Featured Stories

Other Pamplin Media Group sites


North Plains won't renew police chief's contract

Bill Snyder plans to sue over alleged conspiracy after five years as city's top cop


Two months after North Plains Police Chief Bill Snyder made clear his intent to sue the city, City Manager Blake Boyles announced his plans not to renew Snyder’s contract.

On Jan. 14, Snyder and his attorney, Sean Riddell, gave notice to Boyles and North Plains city attorney Heather Martin of their “intent to seek monetary and injunctive relief” as a result of an alleged conspiracy by Boyles and city councilor Scott Whitehead — who used to be the city’s police chief — “to violate [Snyder’s] due process rights and committing numerous other unlawful acts.”

Boyles informed Snyder March 14 that after his contract expires on June 30 he’ll be out of a job.

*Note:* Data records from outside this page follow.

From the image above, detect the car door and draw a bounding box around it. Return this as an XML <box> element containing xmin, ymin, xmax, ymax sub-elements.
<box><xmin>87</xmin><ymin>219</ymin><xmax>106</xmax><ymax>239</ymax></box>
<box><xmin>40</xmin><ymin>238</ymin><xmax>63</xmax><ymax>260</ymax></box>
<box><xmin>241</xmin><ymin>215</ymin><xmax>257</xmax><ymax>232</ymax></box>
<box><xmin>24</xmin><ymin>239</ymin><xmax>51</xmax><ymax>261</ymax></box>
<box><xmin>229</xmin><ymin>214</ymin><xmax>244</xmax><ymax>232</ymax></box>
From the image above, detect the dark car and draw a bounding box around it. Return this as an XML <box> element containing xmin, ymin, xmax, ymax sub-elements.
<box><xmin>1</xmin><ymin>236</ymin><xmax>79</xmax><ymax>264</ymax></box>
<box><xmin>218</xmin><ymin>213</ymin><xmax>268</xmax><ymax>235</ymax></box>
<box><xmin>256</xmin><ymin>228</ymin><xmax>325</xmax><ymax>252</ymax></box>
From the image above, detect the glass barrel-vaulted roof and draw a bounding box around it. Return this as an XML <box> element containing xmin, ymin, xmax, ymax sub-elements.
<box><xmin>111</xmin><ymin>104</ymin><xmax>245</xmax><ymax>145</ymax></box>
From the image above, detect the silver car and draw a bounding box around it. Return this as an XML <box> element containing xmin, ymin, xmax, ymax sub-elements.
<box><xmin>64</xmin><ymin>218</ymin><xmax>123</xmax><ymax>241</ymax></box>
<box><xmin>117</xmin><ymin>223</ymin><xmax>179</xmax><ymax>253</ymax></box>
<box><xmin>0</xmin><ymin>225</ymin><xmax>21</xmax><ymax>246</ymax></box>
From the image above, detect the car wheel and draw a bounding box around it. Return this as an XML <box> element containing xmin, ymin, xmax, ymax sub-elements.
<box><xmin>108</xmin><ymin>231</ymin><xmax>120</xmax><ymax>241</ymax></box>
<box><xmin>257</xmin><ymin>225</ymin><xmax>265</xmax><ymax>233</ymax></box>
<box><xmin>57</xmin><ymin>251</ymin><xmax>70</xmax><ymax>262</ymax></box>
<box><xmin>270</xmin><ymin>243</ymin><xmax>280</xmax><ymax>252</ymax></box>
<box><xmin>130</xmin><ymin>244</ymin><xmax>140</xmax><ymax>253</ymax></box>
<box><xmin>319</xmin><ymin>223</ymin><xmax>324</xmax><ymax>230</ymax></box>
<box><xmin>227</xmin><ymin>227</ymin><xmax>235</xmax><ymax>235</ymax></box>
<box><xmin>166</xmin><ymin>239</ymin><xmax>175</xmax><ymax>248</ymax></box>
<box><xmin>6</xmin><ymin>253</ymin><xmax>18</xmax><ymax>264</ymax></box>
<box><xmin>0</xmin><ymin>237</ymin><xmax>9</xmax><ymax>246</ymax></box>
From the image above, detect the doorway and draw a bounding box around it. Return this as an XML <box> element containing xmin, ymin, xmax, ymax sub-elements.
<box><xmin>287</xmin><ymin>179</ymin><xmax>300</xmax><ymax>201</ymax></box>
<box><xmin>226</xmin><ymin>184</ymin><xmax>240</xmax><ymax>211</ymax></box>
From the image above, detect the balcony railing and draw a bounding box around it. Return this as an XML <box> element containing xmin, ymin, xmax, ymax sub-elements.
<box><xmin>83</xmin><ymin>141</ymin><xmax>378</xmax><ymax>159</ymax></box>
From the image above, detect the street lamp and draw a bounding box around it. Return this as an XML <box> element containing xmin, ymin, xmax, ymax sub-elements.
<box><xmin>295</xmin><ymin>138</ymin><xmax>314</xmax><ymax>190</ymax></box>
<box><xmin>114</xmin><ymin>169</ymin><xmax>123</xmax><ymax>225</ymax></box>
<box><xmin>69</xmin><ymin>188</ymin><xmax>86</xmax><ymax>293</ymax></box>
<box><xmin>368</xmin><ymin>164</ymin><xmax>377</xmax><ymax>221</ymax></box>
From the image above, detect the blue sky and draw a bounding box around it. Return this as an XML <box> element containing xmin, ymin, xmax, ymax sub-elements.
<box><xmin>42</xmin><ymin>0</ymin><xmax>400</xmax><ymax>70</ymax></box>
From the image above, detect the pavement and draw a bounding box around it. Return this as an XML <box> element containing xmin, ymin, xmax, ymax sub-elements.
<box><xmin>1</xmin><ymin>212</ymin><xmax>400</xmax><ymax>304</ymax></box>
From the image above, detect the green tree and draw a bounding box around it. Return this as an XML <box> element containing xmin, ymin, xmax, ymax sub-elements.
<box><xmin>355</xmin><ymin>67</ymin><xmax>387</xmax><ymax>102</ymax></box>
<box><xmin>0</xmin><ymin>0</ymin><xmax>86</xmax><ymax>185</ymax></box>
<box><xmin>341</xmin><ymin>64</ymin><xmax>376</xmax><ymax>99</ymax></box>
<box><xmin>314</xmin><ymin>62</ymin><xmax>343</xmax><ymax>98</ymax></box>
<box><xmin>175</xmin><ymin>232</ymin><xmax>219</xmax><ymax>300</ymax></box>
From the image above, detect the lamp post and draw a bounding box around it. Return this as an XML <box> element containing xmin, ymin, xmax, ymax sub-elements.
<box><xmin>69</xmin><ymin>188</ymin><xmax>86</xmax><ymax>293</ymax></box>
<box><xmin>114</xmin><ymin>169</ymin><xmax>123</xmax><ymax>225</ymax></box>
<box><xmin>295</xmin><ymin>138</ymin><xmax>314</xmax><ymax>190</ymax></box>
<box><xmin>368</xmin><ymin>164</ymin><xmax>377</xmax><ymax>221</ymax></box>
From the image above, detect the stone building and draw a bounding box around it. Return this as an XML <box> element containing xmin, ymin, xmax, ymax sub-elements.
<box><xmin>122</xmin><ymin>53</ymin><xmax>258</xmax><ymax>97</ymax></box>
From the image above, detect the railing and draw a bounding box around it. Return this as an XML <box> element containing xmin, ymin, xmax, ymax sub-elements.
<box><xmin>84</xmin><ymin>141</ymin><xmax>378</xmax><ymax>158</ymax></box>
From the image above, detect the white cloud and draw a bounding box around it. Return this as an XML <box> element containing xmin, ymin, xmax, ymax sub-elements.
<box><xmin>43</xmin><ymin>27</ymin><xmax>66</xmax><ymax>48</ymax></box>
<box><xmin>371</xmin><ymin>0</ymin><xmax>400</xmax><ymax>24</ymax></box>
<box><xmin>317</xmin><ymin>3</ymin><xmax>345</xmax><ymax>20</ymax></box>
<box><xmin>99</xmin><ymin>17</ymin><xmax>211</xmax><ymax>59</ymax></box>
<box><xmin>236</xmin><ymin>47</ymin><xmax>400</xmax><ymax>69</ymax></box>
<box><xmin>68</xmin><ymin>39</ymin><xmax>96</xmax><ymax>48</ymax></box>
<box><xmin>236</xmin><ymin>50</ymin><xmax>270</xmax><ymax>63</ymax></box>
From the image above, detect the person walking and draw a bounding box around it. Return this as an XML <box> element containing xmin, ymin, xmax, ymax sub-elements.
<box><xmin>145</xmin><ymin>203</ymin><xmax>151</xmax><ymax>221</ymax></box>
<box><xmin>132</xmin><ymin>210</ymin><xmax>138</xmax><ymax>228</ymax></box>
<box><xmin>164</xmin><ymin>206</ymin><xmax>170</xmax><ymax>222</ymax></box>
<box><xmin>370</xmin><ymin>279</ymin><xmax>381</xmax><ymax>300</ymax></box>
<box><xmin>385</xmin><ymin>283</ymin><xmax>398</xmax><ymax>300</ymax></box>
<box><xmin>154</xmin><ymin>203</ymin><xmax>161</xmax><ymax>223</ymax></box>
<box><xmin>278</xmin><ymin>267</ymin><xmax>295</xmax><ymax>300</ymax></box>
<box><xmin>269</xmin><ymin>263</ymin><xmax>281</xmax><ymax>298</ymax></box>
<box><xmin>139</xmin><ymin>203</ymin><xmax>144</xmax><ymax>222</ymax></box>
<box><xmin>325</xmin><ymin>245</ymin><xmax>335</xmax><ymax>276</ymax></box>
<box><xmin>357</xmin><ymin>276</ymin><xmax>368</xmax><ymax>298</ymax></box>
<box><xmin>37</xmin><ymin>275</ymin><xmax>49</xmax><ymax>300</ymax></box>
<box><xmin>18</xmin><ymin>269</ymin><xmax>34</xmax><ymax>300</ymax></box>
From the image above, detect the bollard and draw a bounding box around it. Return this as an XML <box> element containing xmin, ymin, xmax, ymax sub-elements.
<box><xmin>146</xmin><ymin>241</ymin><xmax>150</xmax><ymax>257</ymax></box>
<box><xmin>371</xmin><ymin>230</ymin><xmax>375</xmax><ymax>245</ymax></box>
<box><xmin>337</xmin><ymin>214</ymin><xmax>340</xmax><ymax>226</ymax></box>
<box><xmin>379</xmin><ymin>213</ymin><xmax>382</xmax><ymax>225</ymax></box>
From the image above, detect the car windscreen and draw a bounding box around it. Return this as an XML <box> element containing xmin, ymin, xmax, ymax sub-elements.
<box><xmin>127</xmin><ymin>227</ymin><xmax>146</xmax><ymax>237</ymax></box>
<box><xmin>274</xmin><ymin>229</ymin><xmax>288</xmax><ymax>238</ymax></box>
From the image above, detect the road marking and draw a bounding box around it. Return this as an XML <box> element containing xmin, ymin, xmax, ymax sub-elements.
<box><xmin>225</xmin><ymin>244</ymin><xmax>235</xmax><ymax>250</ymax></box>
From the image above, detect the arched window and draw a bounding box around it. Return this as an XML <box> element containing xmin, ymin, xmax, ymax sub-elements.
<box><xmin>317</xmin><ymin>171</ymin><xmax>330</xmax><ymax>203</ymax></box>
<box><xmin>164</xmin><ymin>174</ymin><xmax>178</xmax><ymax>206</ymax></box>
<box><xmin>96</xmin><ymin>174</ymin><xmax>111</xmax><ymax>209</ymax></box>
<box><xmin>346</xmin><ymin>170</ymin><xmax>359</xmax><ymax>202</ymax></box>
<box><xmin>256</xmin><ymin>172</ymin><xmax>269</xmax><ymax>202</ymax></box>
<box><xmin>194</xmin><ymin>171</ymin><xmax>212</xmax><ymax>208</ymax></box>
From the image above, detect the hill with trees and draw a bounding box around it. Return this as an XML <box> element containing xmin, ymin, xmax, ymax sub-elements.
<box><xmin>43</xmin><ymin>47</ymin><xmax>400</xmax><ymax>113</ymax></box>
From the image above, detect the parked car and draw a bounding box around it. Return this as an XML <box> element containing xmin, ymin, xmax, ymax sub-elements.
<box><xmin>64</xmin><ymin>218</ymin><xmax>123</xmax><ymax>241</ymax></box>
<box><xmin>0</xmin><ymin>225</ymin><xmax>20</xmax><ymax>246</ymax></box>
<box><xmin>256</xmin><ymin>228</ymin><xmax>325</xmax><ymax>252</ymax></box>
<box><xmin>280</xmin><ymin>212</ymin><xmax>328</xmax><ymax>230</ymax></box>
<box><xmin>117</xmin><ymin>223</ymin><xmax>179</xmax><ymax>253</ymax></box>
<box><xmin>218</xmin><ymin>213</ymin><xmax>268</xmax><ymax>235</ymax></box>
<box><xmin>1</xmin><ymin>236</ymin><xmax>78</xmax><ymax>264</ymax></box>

“The city is looking toward a different management strategy — more of a community-oriented structure,” Boyles said Tuesday.

While Snyder’s tort claim, a placeholder for a potential future lawsuit, doesn’t specifically explain what Boyles’ and Whitehead’s violations or other acts are, it did include three records requests which appear to target email and text message exchanges between Whitehead and Boyles dating as far back as December 2008, when Boyles was the city’s public works director.

Neither Snyder nor Riddell responded to requests for comment, and Whitehead only said he would not comment on the situation until July 1, a day after Snyder’s contract expires.

Currently, Snyder is on paid sick leave, which puts Officer Jesse Baker in position to handle chief responsibilities.

According to Boyles, Baker is expected to attend the supervisory leadership academy at the Oregon Department of Public Safety Standards & Training in Salem in August.

That training will provide the certifications necessary for Baker to hold the chief position.

While the news not to renew Snyder’s contract follows the tort claim two months to the day, Boyles said it comes as a result of an assessment of Snyder’s position that began last July.

Whitehead was elected to the council in 2014, four years after an internal investigation led to his abrupt resignation as police chief in May 2010 — which resulted in Snyder’s hiring as chief in January 2011 after 11 years with the Hillsboro Police Department.

Boyles took over as city manager May 2015, following the council’s decision not to renew former City Manager Martha DeBry’s contract.